The film has two dates. The first, 1981, is the year when the film was shot, testing times for a Communist regime under assault from workers seeking a better life and more liberties, a political challenge that has been rambling on for a decade and would lead in December 1981 to a military-led, rearguard coup d’état. The film was not released in theaters, right away censored by the government, so obvious and blunt was the political contents, so vigorous and poignant was the observation that the state of the nation required to speak out and fight on, with no illusion wasted on the possibility of reform or the hope of avoiding the worst – and the worst had always been hanging around the Poles, as pointed out by the bloodbath that welcomed Witek Dlugoz when he was born in 1956, a daring reference to the time and tested ability of the Communist Party to crush demonstrators. The second date, 1987, is a time when the regime tried to loosen its grip and moved closer to the population; two years later, it would commit suicide by allowing opponents to have a share in the political institutions. The film was more acceptable, but it remained incomplete: still missing was the graphic depiction of the way police clobbered the lead character at the beginning of his second possible future. But it was plain how justified Kiewslowski was in his views.

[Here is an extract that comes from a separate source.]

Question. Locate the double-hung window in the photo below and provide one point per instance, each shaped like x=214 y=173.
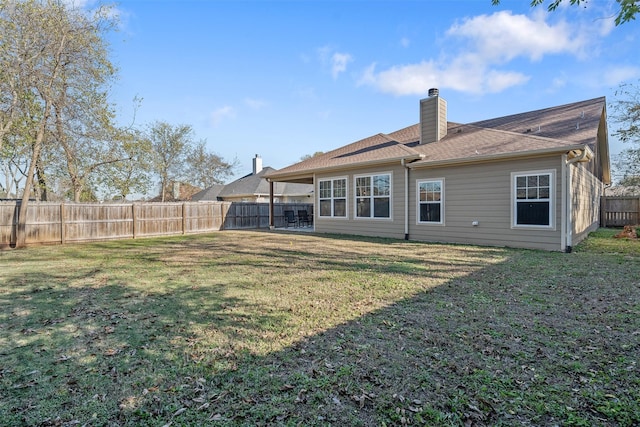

The most political and ideological film he made is also a remarkable effort at observing coincidences and chances, an astute choreography of events that get repeated with sometimes a small twist smartly changing part of the picture, though with little consequences, and of characters that move from one part to another with various impact on the lead character (and even inside the same part, as it is the case of a drug addict in the first possible future for Witek Dlugoz). Life is always streaming one way or another even if it is trapped in a small world: chance would always play a part, but so would what people do with what they get, or lose. The human experience still boils down to the attitudes that are taken, the choices that are made, the kind of connection to the society and the life that is chosen.